One of the premier destinations in Redmond is the Microsoft Visitor Center and Microsoft campus, which offers miles of trails and secret courtyards for the company’s employees and visitors to discover.
“We’ve grown as a mini Silicon Valley here,” said Peter Klauser, a spokesman for Experience Redmond. “It is so easy to access the big urban centers, but we are in the middle of glorious nature.”
Redmond is surrounded by parks, trails and water, and people who come here are passionate not just about technology but also about beer, bicycling and other outdoor activities. There are more bike trails in Redmond than anywhere else in Washington.
“We are the bicycle capital of the Northwest,” Klauser said.
There are 11 hotels in the area with nearly 1,700 rooms, ranging from budget to luxury. Redmond is also home to one of the only outdoor shopping centers in the state: the Redmond Town Center. Redmond is 40 minutes from a major ski resort, making the city a year-round destination.
Just 10 miles from downtown Detroit, Dearborn, Michigan, is an affordable option outside the city. One of the most visited attractions in Michigan, the Henry Ford complex, is in Dearborn. It includes the Henry Ford Museum of American Innovation, Greenfield Village and the Ford Rouge Factory.
At Greenfield Village, families can take a ride in a Model-T or visit four working farms. The village sits on 80 acres and has more than 80 historic structures to visit, including the laboratory where Thomas Edison created the lightbulb, the George Washington Carver house, the home where Henry Ford was born and Orville and Wilbur Wright’s bike shop.
For automobile lovers, the Ford Rouge Factory Tour shows visitors how the F-150 pickup truck is manufactured and allows them to visit the assembly plant. The Automotive Hall of Fame highlights the people behind the auto industry and the moguls who made a difference.
After a long day of sightseeing, visit Ford’s Garage, a car-themed restaurant that allows car geeks one more opportunity to look at car industry memorabilia while enjoying a nice meal. Dearborn is also a great base location for sports enthusiasts who want to attend sporting events in Detroit or visitors interested in learning more about the birthplace of Motown at the Motown Museum.
New London, Connecticut
The city of New London, Connecticut, is almost 400 years old, and because of that, it is always reinventing itself. Early settlers found prosperity in the whaling and oil industry.
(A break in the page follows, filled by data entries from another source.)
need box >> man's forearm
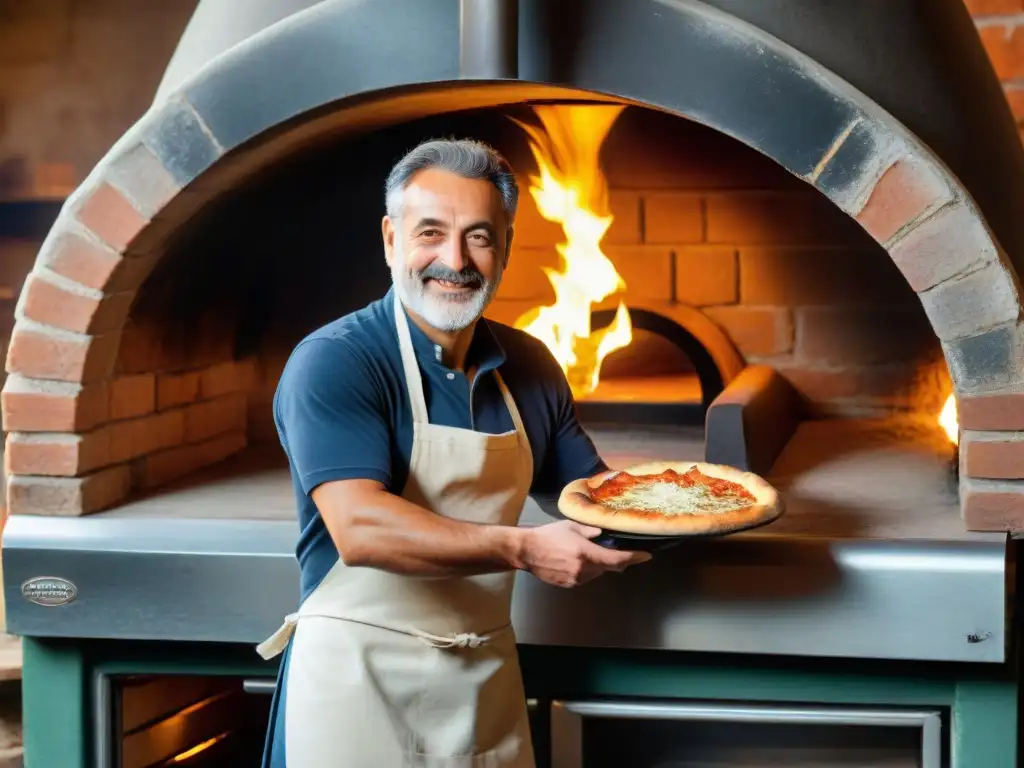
[315,481,527,577]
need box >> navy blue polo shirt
[273,287,607,602]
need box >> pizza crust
[557,461,783,536]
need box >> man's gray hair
[385,138,519,223]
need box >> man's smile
[427,277,480,292]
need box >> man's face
[382,168,512,333]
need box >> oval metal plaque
[21,576,77,607]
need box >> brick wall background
[486,109,949,417]
[968,0,1024,138]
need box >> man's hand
[516,520,652,588]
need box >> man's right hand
[515,520,652,588]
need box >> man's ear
[382,215,396,266]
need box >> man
[259,138,651,767]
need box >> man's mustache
[418,263,485,286]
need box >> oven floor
[98,418,987,543]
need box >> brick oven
[5,1,1024,766]
[4,0,1024,531]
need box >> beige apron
[257,294,536,767]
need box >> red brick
[706,192,858,246]
[248,400,277,443]
[483,299,538,328]
[6,326,120,383]
[5,431,110,477]
[961,430,1024,479]
[116,325,160,375]
[0,4,70,65]
[133,430,247,489]
[605,246,672,301]
[674,247,737,306]
[156,371,200,410]
[889,202,998,292]
[7,464,131,517]
[32,162,76,198]
[795,307,936,366]
[109,374,156,420]
[189,333,236,371]
[600,115,805,191]
[978,22,1024,80]
[942,318,1024,395]
[1004,87,1024,121]
[774,365,919,409]
[0,238,42,295]
[199,360,257,399]
[38,229,124,292]
[958,390,1024,430]
[855,159,951,244]
[704,306,793,357]
[738,246,915,306]
[1,375,109,432]
[960,476,1024,531]
[104,143,181,219]
[643,193,703,244]
[919,261,1019,341]
[107,410,186,464]
[21,272,133,335]
[74,182,149,253]
[606,191,642,245]
[966,0,1022,14]
[185,393,247,443]
[512,186,565,248]
[499,248,558,302]
[512,185,640,249]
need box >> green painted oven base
[21,638,1020,767]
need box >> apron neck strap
[393,293,430,424]
[492,370,528,442]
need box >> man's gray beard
[391,258,502,333]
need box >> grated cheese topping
[601,481,754,516]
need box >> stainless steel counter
[3,420,1011,664]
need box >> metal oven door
[550,699,944,768]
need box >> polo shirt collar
[386,287,507,374]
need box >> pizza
[557,461,783,536]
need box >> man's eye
[469,233,491,245]
[420,229,443,239]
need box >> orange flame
[511,105,631,399]
[939,393,958,446]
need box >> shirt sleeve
[274,337,392,495]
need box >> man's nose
[437,238,469,272]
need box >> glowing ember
[511,105,631,398]
[939,393,959,446]
[170,731,229,763]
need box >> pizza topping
[591,467,756,516]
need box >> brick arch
[3,0,1022,526]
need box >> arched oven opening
[582,307,725,426]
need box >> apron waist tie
[256,614,511,658]
[409,624,510,649]
[256,612,299,660]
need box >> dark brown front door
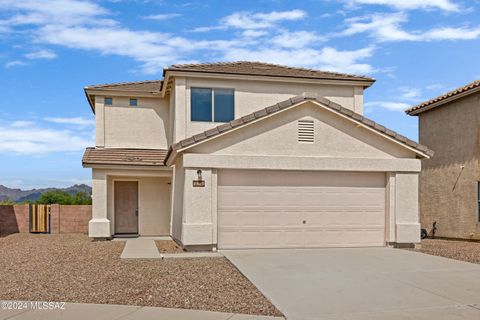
[114,181,138,234]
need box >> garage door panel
[218,170,386,249]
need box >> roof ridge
[406,79,480,115]
[167,93,433,160]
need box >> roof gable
[189,101,417,159]
[166,93,433,163]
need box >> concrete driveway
[222,248,480,320]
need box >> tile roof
[169,93,433,158]
[82,148,168,166]
[165,61,375,83]
[406,80,480,115]
[85,80,163,92]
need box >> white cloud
[220,9,306,30]
[24,49,57,60]
[241,30,268,38]
[5,60,27,68]
[11,121,34,127]
[341,13,417,41]
[423,26,480,40]
[344,0,460,12]
[270,31,325,48]
[340,12,480,42]
[0,121,92,155]
[399,87,422,101]
[0,0,114,27]
[364,101,411,111]
[44,117,94,127]
[191,25,226,33]
[143,13,181,21]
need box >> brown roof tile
[169,93,433,158]
[165,61,375,83]
[406,80,480,115]
[82,148,168,166]
[85,80,163,92]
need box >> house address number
[193,180,205,187]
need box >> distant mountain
[0,184,92,202]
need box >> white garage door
[218,170,386,249]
Today the city is an epicenter of marine manufacturing, ship and submarine building, and a regional arts and culture hub. Strategically placed within driving distance of Hartford, Connecticut; New York; Boston; and Providence, Rhode Island, the city is an affordable option for visitors who want to explore the area.
“When people come to New London, especially the waterfront, they are amazed to see how much activity is along the river,” said Felix Reyes, director of economic development and planning for the city.
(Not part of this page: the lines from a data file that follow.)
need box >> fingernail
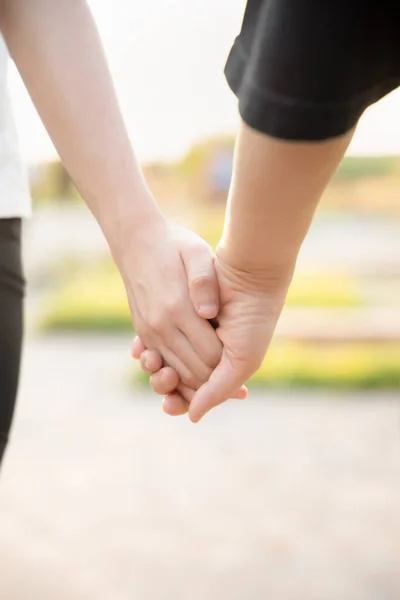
[142,351,149,370]
[198,304,217,318]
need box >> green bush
[39,264,132,332]
[132,341,400,390]
[40,260,364,332]
[177,135,235,178]
[30,160,83,205]
[333,156,398,182]
[286,274,363,307]
[251,341,400,389]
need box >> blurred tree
[177,135,235,205]
[333,156,399,181]
[30,159,81,204]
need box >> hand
[132,336,248,415]
[133,247,293,421]
[114,217,224,389]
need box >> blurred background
[0,1,399,599]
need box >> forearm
[0,0,162,248]
[219,121,353,281]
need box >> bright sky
[8,0,400,165]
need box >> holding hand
[115,218,225,390]
[133,247,292,422]
[132,122,351,421]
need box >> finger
[180,314,222,370]
[163,333,213,389]
[143,350,194,396]
[150,371,194,399]
[180,243,219,320]
[162,393,189,416]
[235,386,248,400]
[149,366,248,402]
[188,353,250,423]
[167,384,247,418]
[140,349,163,374]
[175,383,247,402]
[135,317,219,380]
[175,383,195,402]
[137,328,214,390]
[131,336,146,359]
[173,381,248,403]
[150,367,179,395]
[133,338,165,374]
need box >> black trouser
[0,218,24,466]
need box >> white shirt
[0,36,31,218]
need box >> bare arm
[219,121,354,278]
[0,0,160,246]
[187,122,355,421]
[137,121,355,420]
[0,0,224,391]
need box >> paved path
[0,334,399,600]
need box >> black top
[225,0,400,140]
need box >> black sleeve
[225,0,400,140]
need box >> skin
[134,121,355,421]
[0,0,248,396]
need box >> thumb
[180,243,219,320]
[188,353,250,423]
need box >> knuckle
[178,386,194,403]
[196,239,213,255]
[191,273,213,288]
[167,299,182,317]
[168,300,182,317]
[181,371,199,390]
[198,335,222,369]
[198,362,213,383]
[147,313,165,332]
[187,236,211,253]
[205,346,221,369]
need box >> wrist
[99,186,166,259]
[216,241,296,294]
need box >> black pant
[0,219,24,466]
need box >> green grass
[40,260,364,332]
[194,212,363,306]
[192,208,225,250]
[40,258,399,390]
[286,274,363,307]
[132,341,400,390]
[251,341,400,389]
[39,263,132,332]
The majority of America’s submarines are built in Groton, Connecticut, just across the Thames River from New London. The Submarine Force Library and Museum Association, home to the USS Nautilus, the nation’s first nuclear-powered submarine, is a must-visit.
People who love history will enjoy exploring Fort Trumbull State Park and Museum, which tells the story of the original fort built on that spot to protect the harbor from British attack, as well as the masonry fort that stands there today. They can also see the Coast Guard Eagle, a 295-foot-tall ship that makes its berth in the harbor. New London is also home to two world-class theaters — the Garde Arts Center and the Hygienic Art Theater — as well as the U.S. Coast Guard Academy.
New London is in the process of turning its downtown into a designated cultural arts district. The Hygienic, an outdoor amphitheater, is also home to artist studios. Downtown’s buildings, sidewalks and streets are covered in murals, and the area is full of street performers and live music. Beach lovers should spend at least one day at Ocean Beach Park, which has a boardwalk, arcades and other forms of family entertainment.